I have seen these things, and many more that are indescribable. I have seen them here in the Upper Valley, and I saw them in southeastern Kentucky last spring when I went on a Tucker fellowship to the Frontier Nursing Service. I learned more about humanity from a five minute visit with a family living in a cardboard shack in Appalachia then I ever will from a term of classes at Dartmouth. I am not debating that America is one of the easiest countries in which to move up the economic ladder, because it is. The American dream is a great thing. However, there are people in the world, and in this country, who can't afford to dream, aren't physically able to dream or were never taught to dream. The belief that intelligence does and should beget privilege has become a fundamental fallacy of American society today.

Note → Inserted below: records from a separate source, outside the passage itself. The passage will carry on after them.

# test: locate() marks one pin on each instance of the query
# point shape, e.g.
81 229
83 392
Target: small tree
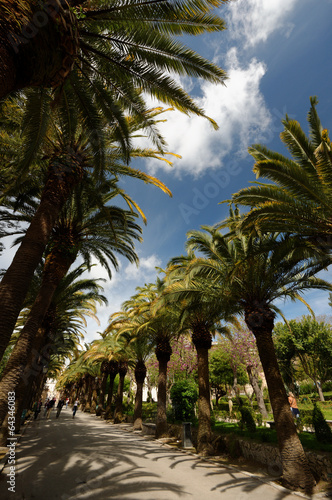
184 395
322 429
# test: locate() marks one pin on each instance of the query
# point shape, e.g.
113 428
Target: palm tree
200 316
160 328
119 46
59 336
71 156
251 274
109 351
131 329
83 228
299 199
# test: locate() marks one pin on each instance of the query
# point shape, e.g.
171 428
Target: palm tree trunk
94 397
55 269
16 280
118 412
258 392
296 471
319 390
163 354
88 401
101 399
140 374
113 368
204 408
161 421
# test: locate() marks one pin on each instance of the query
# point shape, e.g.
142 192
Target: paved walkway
86 458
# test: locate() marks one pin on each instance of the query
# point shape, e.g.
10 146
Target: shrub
247 420
322 430
184 395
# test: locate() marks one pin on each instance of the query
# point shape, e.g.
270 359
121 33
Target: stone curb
317 496
4 459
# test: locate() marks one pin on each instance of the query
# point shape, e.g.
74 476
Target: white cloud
145 271
253 21
238 108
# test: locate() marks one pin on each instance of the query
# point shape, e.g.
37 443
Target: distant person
293 405
37 408
59 407
50 406
75 407
46 406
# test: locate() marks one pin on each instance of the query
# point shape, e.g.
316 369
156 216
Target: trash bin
186 435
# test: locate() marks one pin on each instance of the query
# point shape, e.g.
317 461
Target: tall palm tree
83 228
256 275
200 316
70 155
299 199
160 327
120 45
133 330
60 333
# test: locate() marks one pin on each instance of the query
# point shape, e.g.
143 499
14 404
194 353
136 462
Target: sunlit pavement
87 458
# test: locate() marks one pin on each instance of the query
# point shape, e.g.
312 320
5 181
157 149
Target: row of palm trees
66 141
245 266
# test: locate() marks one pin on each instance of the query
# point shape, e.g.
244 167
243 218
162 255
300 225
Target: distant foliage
247 419
322 429
184 395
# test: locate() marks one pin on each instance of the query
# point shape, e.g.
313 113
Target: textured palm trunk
296 470
161 421
202 340
118 412
102 392
319 390
163 354
204 434
26 388
94 398
253 379
113 368
88 401
140 374
55 269
17 279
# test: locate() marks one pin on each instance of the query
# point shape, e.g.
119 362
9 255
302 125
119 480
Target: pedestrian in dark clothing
50 406
75 407
59 407
37 408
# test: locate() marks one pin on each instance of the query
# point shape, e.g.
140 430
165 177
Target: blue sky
277 53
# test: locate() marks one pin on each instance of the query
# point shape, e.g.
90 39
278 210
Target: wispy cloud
253 21
238 108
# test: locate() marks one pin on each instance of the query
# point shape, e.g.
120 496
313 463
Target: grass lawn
266 435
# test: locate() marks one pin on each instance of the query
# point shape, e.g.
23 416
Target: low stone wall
267 454
263 453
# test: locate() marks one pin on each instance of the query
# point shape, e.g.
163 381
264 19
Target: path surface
86 458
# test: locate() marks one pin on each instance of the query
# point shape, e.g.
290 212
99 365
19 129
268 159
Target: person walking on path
75 407
46 406
59 407
37 408
293 405
50 406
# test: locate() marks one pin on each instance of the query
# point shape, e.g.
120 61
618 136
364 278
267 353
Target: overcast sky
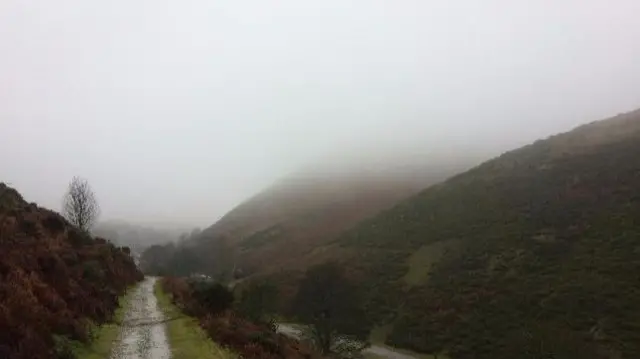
177 110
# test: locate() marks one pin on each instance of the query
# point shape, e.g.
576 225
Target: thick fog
177 110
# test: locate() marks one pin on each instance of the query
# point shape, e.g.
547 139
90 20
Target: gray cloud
177 110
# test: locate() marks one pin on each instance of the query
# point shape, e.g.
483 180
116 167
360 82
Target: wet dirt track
143 333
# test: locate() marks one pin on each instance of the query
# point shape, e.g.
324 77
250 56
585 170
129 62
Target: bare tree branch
80 206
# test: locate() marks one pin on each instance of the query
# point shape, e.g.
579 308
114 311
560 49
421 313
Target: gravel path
143 334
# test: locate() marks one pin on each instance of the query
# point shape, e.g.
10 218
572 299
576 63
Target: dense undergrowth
537 253
211 304
56 282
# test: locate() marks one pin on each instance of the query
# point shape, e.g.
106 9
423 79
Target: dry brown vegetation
55 280
290 225
228 329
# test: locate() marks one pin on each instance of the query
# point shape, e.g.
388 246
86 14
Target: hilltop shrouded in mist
177 112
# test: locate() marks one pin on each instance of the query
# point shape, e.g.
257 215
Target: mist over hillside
138 237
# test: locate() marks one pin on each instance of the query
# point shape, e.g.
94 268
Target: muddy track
143 333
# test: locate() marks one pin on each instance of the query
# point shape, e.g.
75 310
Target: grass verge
106 335
186 338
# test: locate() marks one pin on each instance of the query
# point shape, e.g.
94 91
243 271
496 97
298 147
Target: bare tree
80 206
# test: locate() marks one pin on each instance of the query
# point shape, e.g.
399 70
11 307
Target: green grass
422 261
104 336
187 339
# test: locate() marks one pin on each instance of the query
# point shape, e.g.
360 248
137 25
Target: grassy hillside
535 253
287 226
56 282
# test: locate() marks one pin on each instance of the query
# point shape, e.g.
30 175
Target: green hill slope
534 252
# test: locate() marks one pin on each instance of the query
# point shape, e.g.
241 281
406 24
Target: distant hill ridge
534 249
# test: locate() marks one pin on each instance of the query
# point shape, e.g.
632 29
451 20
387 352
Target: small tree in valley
80 206
332 307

While giving all of your hard-earned cash to poverty is a nice idea, it doesn't get anyone too far. Giving time and energy is much better, but it will still only have a local effect. It is only when awareness is raised about the reasons behind poverty that something can begin to happen to narrow the economic gap between the rich and the poor in this country. It is institutions like Dartmouth that have the influence and ability to educate the next generation about such issues. There are numerous ways at this school to learn about poverty; many of them are offered through the Tucker Foundation. It won't be spoon-fed to you as a graduation requirement, but you'll learn a lot more than you will sitting in a classroom. And maybe if enough people start to look around them, personality traits such as "ruthlessness" won't be deemed values anymore.